The sound was odd this time. It didn't have any of that strange wind tunnel reverb all the other calls had had.
It was then Hal recognized that blue western suit.
"--been selected--"
Sounded close because the guy was here. In front of him, actually. Turning toward him, his gun already out.
The last time Hal had seen that suit, it was hiding behind a burning Mercedes-Benz
"Hal?" Shawn said. "Oh, shit."
"Selected to die," Templeton said.
Without closing the phone, Templeton fired four times.
1,107 Miles (Still)
Hal felt the first one before he heard it.
It was as hard as a punch from a pissed off heavyweight boxer. Shit, maybe two or three heavyweights punching in unison. His arm exploded in pain. Big ass red hot pain and Hal realized it wasn't the pain of a heavyweight fight, but the pain of someone heating the shit out of baling wire and jamming it beneath his skin.
He yelped, a honking girly yelp, as he fell backward. Yelped right along with those people screaming in the café. The woman behind the counter screamed and he wanted her to shut up and just call the cops. No, don't call the cops, bad idea.
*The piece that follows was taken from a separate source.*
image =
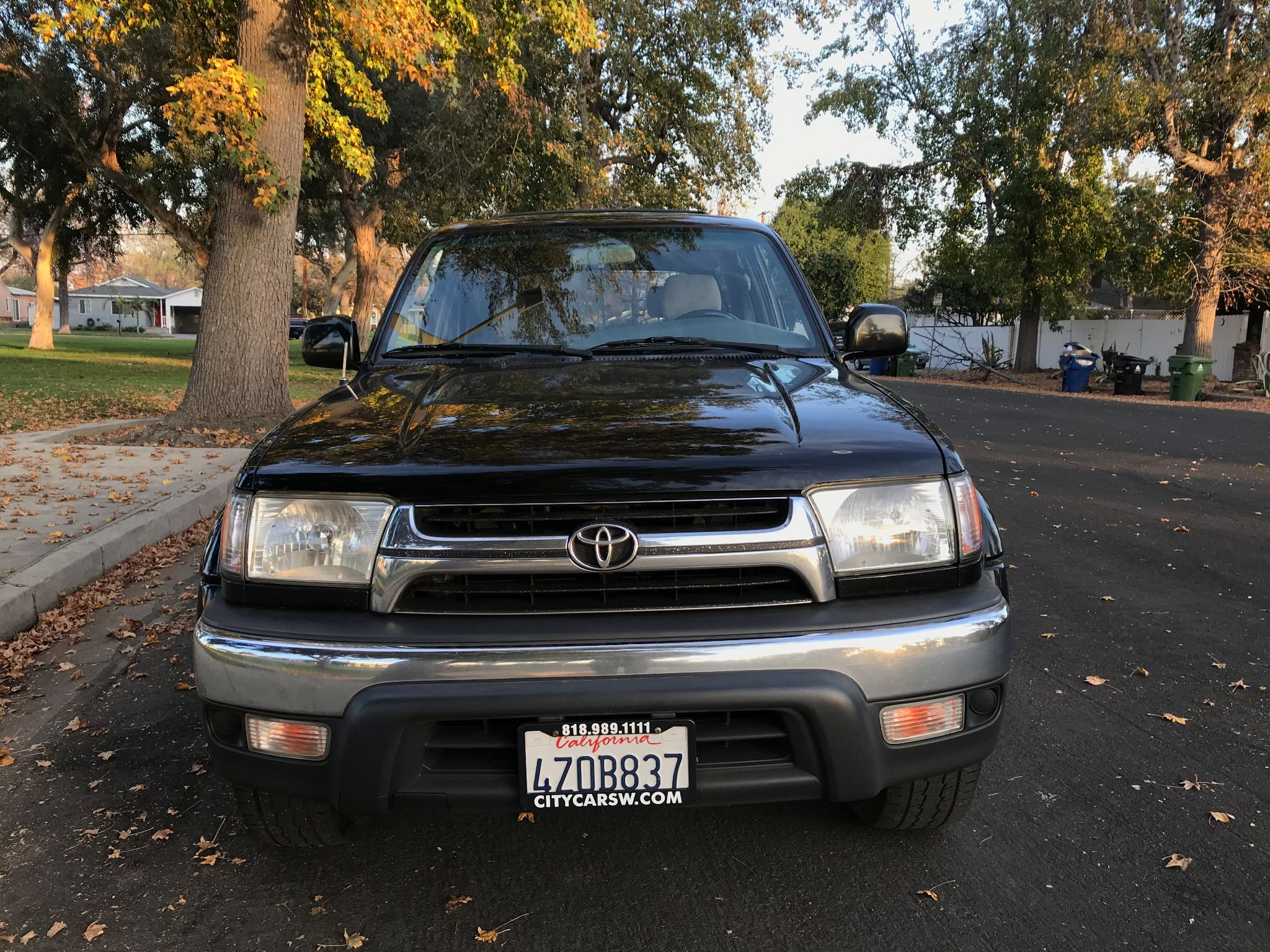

Fine, then, just shut up. But she kept on screaming; howling and yipping until Templeton turned and blasted her through the window.
Glass exploded, along with packs of beef jerky and corn nuts and sunflower seeds hanging just below the window, and blood. Then she was gone, out of the window and into the parking lot, maybe dead maybe not.
"You shouldn't answer your phone," Templeton said to him. "Not the smartest thing you've ever done."
He fired again but either he missed because he was a shitty shot or the excruciating pain made Hal writhe so badly Templeton couldn't hit him.
On the floor, the stained tiles much closer to his eyes than he ever thought they'd be, Hal scrambled for something to strike back with. There were no random guns down here. No knives, either, but there was the stand of umbrellas. It had fallen when he had.
As people in the café dove for cover, as someone yelled into a phone--probably to the cops--Hal grabbed and swung a neon green umbrella, $2.99 on sale. It connected against Templeton's shiny boots.